И мы безропотно наводим порядок, потому что по справедливости тут все. И творческая волна со свистом схлыни-вает из комнаты, из башки моей, и уже не айсберги, а просто голые скалы без всякой морской глади в черепе изнутри давят, и пение полифоническое стихло - глухота пошла по всей нашей общей физиологии. И уже другой кусочек мозга шевелится в голове: восстановится или не восстановится вот то явившееся прекрасное пение в теле, и этот кусочек мозга свирепствует: "Ну когда же ты уберешься, Шаров, со своим порядком?" А он не убирается, понимает, что он лишний здесь, что все ждут его ухода, и не хочет сдаваться, но и переломить себя не в состоянии, но все же напоследок грозится, хоть и по-доброму, но на всякий случай забивая себе деляночку на дальнейшее развитие событий: "Я же говорил, я же предупреждал!"
Иногда без меня разыгрывались совсем неприлично-оскорбительные сцены.
- Ось, спиймав. Сыдыть в лодки и шось пышить у новых штанях, - это Каменюка обращается к Шарову, держа за руку губастого Никольникова.
- Чего тебя в лодку понесло в новых штанах?
- Забыл переодеться.
- А чего вообще в лодку забрался?
- Я, кажэ, стихи запысую, - Каменюка говорит, протягивая тетрадку Никольникова.
Шаров раскрывает тетрадь.

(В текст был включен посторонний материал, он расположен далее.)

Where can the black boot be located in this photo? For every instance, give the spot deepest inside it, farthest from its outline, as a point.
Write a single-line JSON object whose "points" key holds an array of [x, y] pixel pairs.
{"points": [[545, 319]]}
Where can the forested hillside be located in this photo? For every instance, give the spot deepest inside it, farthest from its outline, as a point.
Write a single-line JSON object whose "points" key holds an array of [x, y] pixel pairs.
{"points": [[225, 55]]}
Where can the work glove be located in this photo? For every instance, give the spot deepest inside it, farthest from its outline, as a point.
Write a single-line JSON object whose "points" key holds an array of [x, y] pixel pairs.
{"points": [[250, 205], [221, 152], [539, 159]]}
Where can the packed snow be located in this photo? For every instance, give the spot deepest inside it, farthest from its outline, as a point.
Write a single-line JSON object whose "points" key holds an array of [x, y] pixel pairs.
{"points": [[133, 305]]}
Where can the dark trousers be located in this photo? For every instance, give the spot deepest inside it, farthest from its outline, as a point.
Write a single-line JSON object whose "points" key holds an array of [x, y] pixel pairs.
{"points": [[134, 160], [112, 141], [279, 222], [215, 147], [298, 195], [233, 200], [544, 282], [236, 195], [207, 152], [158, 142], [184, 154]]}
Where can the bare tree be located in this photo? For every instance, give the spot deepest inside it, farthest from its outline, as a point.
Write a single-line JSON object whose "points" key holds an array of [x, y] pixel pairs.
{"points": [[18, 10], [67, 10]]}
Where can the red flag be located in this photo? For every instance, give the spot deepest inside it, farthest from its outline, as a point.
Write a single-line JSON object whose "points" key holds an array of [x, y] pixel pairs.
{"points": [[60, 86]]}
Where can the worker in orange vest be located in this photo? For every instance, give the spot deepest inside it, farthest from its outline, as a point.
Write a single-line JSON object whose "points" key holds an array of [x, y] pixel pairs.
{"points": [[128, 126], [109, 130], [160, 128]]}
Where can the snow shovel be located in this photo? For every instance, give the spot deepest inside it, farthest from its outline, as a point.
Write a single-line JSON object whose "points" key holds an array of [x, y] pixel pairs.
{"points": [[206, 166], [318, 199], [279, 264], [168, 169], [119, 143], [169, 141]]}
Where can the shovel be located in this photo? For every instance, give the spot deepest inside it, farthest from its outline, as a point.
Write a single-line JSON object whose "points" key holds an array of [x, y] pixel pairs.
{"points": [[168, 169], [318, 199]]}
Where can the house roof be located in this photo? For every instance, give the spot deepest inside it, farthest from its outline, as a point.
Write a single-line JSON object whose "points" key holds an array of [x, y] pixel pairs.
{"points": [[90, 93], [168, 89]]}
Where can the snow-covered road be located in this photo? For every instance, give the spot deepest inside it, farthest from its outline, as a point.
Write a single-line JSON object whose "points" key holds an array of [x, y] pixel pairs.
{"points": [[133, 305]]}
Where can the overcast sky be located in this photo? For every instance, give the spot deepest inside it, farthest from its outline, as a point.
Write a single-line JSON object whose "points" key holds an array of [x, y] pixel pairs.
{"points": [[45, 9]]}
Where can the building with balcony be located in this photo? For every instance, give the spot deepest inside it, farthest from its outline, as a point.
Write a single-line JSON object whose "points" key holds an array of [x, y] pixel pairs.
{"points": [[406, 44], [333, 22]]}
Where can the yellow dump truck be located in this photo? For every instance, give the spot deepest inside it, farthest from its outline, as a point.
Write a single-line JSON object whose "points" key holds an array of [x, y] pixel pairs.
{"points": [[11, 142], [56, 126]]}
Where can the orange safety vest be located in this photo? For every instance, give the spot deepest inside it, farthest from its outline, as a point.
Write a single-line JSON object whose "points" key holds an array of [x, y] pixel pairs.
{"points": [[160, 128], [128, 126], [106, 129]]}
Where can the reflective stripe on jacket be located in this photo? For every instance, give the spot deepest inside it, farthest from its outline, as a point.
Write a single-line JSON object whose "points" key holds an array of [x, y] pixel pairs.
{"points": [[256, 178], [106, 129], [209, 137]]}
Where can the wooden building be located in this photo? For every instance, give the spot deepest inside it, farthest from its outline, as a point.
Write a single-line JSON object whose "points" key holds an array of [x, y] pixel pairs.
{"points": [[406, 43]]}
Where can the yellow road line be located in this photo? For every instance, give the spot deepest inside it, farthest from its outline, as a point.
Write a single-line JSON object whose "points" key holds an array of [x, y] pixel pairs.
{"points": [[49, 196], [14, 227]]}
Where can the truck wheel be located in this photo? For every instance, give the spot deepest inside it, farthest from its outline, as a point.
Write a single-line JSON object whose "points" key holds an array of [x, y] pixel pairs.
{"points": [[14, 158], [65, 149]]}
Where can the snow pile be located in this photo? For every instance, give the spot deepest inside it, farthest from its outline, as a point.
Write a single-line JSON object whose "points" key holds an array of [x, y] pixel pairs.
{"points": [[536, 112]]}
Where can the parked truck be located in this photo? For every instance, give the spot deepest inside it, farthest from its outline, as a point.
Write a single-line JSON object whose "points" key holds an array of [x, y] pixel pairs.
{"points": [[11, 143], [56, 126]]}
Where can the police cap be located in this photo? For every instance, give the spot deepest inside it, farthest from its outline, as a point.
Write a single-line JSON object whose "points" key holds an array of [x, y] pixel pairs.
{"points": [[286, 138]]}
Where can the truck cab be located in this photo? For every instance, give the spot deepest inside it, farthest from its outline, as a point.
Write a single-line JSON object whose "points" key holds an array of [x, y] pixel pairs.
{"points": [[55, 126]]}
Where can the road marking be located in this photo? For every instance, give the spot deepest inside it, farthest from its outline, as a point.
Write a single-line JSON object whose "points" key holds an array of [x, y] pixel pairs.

Читает:
Свет-Наташа! Где ты ныне?
Что никто тебя не зрит?
Иль не хочешь час единый
С другом сердца разделить?
- Цэ ж яка Наташка? Внучка Федоренчихи, мабуть, я бачив, як вона сюда швендяла, - это Злыдень подошел. Шаров не слушает. Листает дальше:
Вчера мне Маша приказала
В куплеты рифмы набросать
И мне в награду обещала
"Спасибо" в прозе написать.
- Так оно и есть, - заключает Каменюка. - Наташка с Машкой учора приходылы.
- Це та Ошуркова Машка, що горбата трохи?

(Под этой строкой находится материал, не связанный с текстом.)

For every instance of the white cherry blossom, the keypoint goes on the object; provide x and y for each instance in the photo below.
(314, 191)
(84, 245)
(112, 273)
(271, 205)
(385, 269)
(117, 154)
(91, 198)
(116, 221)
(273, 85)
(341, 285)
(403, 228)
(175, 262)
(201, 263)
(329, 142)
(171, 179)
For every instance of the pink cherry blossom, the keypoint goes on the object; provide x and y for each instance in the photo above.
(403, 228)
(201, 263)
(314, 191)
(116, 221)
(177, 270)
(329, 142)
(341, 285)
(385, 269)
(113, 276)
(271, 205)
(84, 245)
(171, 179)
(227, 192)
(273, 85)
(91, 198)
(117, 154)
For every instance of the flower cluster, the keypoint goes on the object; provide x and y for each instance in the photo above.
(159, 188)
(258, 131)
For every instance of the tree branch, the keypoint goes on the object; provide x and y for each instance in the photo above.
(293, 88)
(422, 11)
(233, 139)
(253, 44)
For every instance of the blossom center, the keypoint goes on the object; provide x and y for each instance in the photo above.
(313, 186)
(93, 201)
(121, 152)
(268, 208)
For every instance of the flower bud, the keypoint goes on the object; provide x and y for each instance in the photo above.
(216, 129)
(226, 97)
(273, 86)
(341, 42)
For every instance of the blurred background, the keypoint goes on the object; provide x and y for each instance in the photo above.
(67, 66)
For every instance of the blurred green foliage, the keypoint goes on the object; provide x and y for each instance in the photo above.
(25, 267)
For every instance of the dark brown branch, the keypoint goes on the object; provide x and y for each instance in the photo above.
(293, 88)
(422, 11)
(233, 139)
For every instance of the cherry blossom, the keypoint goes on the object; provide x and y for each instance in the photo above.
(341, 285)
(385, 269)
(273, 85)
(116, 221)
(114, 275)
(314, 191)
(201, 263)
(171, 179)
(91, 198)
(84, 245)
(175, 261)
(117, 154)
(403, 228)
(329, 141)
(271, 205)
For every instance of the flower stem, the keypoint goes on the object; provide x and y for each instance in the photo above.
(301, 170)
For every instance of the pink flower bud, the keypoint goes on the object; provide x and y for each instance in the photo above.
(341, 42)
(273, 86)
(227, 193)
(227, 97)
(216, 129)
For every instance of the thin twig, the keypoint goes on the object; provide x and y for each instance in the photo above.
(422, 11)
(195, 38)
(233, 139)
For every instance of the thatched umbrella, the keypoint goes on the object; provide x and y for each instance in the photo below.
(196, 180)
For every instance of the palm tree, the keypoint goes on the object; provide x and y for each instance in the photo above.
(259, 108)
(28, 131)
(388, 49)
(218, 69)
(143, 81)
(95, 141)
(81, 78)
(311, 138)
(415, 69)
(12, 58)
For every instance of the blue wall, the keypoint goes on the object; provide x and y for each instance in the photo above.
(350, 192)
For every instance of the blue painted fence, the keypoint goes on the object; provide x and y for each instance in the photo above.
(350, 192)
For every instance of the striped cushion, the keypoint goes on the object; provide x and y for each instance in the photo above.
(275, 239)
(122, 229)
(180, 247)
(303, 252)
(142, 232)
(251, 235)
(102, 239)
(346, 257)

- Та чого там вона горбата? И не Ошуркова, а Савченка Трохима дочка.
- Здоровеньки булы, у Трохима дочка давно замуж выйшла.
- То старша выйшла, а цэ мала ще, у первому класси учится.

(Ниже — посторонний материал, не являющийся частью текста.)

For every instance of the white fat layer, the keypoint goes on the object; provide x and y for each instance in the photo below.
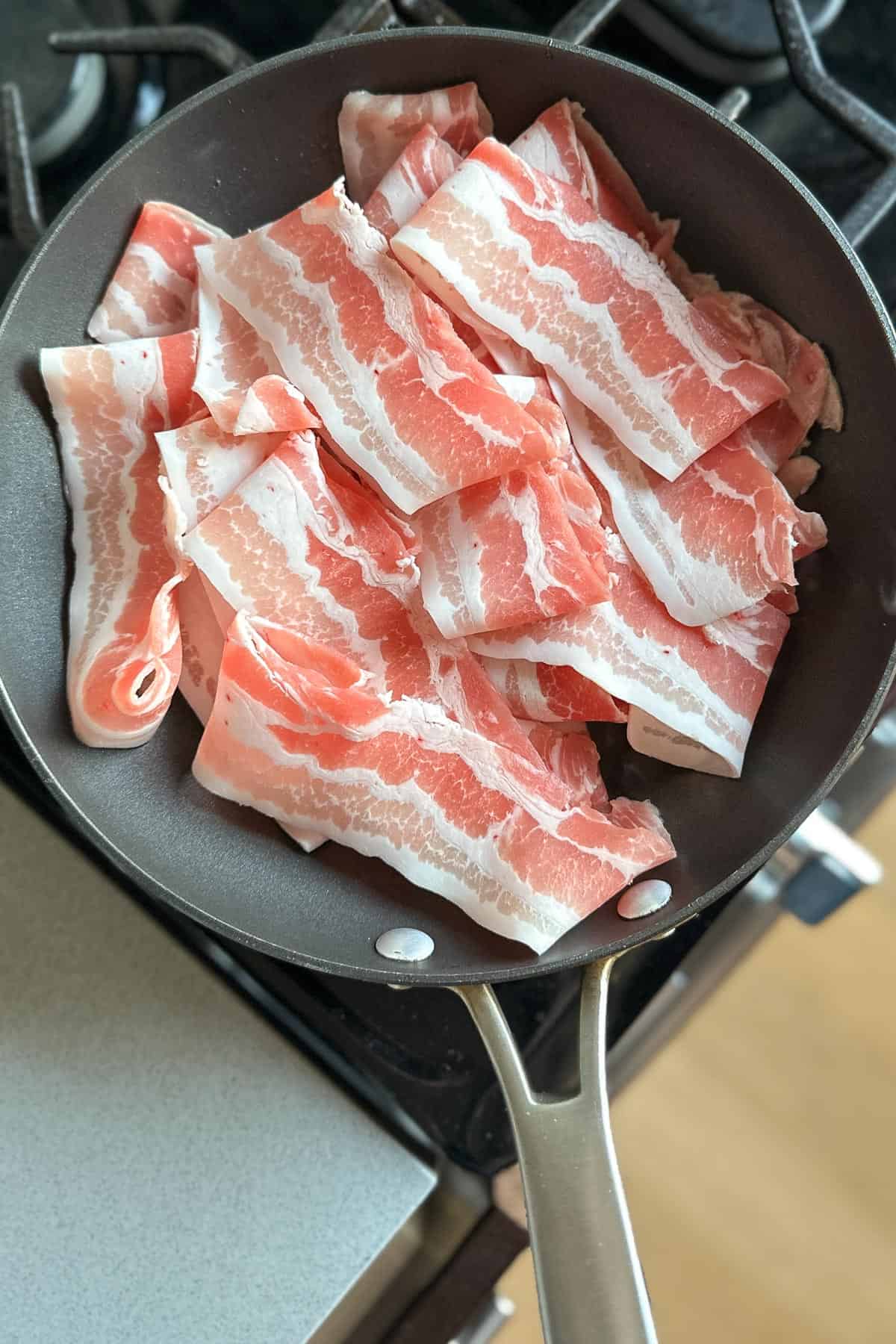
(208, 468)
(650, 737)
(696, 589)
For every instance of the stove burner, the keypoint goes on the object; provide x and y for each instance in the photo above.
(734, 43)
(60, 97)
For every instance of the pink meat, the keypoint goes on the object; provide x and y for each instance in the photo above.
(551, 694)
(570, 754)
(124, 641)
(532, 258)
(425, 163)
(538, 398)
(375, 128)
(798, 475)
(304, 544)
(703, 683)
(297, 734)
(761, 335)
(153, 289)
(503, 553)
(203, 464)
(394, 385)
(231, 358)
(555, 144)
(203, 644)
(272, 406)
(714, 542)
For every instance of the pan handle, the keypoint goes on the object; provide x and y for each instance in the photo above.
(586, 1263)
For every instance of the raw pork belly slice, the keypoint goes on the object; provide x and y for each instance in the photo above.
(660, 234)
(531, 257)
(425, 163)
(761, 335)
(706, 685)
(203, 644)
(231, 358)
(553, 146)
(571, 756)
(711, 544)
(203, 464)
(503, 553)
(556, 144)
(153, 289)
(124, 641)
(551, 694)
(375, 128)
(300, 542)
(394, 385)
(297, 734)
(272, 406)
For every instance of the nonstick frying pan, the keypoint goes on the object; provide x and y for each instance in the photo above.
(252, 148)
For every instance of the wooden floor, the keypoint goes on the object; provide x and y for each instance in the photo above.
(759, 1149)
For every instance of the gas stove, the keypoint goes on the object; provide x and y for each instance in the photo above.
(84, 75)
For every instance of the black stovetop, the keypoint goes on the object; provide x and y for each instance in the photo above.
(417, 1054)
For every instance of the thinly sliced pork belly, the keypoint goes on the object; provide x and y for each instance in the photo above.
(231, 358)
(762, 335)
(273, 406)
(299, 734)
(304, 544)
(718, 539)
(529, 255)
(503, 553)
(203, 464)
(396, 389)
(425, 163)
(153, 289)
(375, 128)
(124, 641)
(702, 683)
(571, 756)
(203, 644)
(551, 694)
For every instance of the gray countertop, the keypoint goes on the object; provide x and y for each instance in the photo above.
(169, 1169)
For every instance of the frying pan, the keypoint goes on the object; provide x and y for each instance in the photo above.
(249, 149)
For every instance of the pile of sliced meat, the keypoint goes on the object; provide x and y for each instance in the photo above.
(406, 488)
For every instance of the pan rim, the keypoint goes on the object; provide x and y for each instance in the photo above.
(395, 974)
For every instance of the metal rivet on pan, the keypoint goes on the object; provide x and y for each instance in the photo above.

- Так шо ж вона, сюда на танци ходэ? Не може бути.
- Ото ж и я вижу, не може буты. А цэй пишэ про ней.
- Так мало що можно написать?
Воспитательный момент явно смазывался, так как Николь-ников прислушивался к спору Злыдня с Каменюкой и, наверное, потому улыбался. Шаров вовремя меры принял: гыркнул в сторону спорящих и набросился на провинившегося:
- Не думал, Никольников, что ты так нас подведешь. Ты понимаешь хоть, что это развратом называется. Не учебой у тебя голова забита, а Машками и Наташками. Ты бы грамотностью лучше своей занялся. Слова неправильно пишешь. Смотри, у тебя тут "зрит" написано. Разве есть такое слово?
- Раньше так говорили, - ответил Никольников.
- До чого ж настырна дитвора пошла, - это Каменюка вступился за честь шаровскую. - Йому взрослые однэ кажуть, а вин за свое.
- У Пушкина так написано.
- Ты с Пушкиным себя не равняй. Куда хватил, Пушкин учился как следует.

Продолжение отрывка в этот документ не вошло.